In other words the Cross was the moment when Jesus drank from the cup of God’s wrath, the cup of God’s punishment. Jesus experienced to the full the holy wrath of God against all that is wrong in this world. Needless to say, when we speak of God’s wrath, we must not confuse his ‘wrath’ with ours: the wrath of God
contains no element of spitefulness, pettiness or hypocrisy, but is the reaction of the altogether holy and loving God to sin. (CEB Cranfield)
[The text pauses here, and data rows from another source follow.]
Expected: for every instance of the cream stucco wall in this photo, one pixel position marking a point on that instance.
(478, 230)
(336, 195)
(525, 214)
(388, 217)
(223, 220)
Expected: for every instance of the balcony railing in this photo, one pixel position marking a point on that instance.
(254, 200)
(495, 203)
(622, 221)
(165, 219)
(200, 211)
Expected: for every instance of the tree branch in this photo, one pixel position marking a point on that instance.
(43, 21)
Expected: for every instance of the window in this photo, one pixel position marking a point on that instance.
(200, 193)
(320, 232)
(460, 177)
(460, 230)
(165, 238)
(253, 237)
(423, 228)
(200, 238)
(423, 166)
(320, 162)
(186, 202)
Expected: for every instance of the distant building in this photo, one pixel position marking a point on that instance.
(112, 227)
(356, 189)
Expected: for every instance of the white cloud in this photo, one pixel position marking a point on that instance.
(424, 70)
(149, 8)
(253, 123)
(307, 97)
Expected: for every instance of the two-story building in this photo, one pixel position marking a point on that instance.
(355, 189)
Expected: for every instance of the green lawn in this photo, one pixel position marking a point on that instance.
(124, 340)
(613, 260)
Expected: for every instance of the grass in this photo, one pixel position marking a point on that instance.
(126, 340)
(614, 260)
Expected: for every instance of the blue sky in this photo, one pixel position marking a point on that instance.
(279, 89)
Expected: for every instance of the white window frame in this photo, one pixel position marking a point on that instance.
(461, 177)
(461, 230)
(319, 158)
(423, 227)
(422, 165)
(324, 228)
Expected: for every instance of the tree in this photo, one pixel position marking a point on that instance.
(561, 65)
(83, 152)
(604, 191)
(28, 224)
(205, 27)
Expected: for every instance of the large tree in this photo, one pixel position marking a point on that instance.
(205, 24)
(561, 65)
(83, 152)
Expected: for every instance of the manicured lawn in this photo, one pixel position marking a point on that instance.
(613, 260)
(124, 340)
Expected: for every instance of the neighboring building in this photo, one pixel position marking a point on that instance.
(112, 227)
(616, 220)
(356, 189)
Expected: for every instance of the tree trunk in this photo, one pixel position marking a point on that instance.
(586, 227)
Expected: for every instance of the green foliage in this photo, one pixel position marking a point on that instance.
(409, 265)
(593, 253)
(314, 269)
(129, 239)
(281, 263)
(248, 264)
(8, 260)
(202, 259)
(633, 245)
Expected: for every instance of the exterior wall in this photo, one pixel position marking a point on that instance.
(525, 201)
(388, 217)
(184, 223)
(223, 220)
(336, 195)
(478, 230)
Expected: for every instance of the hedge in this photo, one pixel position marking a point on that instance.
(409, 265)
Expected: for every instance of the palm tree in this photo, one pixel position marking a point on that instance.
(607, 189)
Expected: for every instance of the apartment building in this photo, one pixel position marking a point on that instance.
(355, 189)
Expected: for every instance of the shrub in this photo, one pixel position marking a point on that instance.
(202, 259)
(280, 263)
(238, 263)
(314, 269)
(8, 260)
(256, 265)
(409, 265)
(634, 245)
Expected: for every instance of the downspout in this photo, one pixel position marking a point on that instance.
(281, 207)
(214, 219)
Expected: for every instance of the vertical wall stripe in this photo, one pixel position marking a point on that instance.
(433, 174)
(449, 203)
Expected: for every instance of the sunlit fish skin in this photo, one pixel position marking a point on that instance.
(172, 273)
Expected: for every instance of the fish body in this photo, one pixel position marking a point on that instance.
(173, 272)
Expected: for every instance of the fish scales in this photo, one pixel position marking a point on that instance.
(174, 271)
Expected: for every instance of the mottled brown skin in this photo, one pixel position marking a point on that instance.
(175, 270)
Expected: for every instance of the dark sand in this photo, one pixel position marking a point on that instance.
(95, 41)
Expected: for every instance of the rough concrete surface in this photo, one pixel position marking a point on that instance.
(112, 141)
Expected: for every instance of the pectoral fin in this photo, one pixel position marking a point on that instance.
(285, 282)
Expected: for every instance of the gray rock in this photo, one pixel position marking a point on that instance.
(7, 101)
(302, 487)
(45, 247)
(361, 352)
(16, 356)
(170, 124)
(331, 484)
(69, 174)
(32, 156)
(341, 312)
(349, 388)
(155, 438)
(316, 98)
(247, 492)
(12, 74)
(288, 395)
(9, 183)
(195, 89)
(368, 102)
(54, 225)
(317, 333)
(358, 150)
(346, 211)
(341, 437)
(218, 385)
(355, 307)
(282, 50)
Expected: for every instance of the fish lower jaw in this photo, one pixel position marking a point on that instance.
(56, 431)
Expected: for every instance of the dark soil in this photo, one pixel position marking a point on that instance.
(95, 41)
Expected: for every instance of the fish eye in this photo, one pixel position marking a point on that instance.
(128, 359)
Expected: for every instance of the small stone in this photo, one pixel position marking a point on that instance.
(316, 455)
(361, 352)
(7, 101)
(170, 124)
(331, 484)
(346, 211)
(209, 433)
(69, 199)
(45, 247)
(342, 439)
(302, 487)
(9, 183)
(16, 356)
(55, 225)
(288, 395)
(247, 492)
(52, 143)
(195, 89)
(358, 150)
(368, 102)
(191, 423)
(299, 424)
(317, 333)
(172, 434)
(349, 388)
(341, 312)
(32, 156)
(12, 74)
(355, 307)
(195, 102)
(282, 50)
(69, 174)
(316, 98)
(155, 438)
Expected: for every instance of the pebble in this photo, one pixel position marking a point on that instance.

No wonder “distress and anguish” came over Jesus in Gethsemane; no wonder he said “The sorrow in my heart is so great that it almost crushes me” (Mark 14.33). The thought of drinking such a cup of suffering was appalling. But the day came when drink it he did. We see something of that suffering involved in that sin-bearing in his shattering cry from the Cross: “My God, my God, why did you abandon me?” (Mark 15.34) Jesus was not just experiencing physical pain, but spiritual pain. Jesus in dying on the Cross experienced the full horror of separation from God, separation brought about by bearing in his body the sins of the world. He ‘suffered’ for us. He went through ‘hell’ for us, that we might ‘go to heaven, saved by his precious blood’.
The technical term for this sin-bearing is ‘expiation’: Jesus through dying on the Cross became the means whereby the sin of the world was dealt with. “This is what love is: it is not that we have loved God but that he loved us and sent his Son to be the means by which our sins our forgiven” (NRSV to be the expiation for our sins)” (1 John 4.10).
What a way to love! Words cannot do it justice! John Milton once wrote an exquisite poem on the birth of Jesus, entitled, ‘An Ode On The Morning of Christ’s Nativity’. He planned a companion poem on the death of Jesus. But only a few lines were written and have come down to us. With them is the significant comment:
This subject the author finding to be above the years he had when he wrote it, and nothing satisfied with what was begun, left it unfinished.
There comes a stage when words fail. Jesus suffered unimaginable pain for us.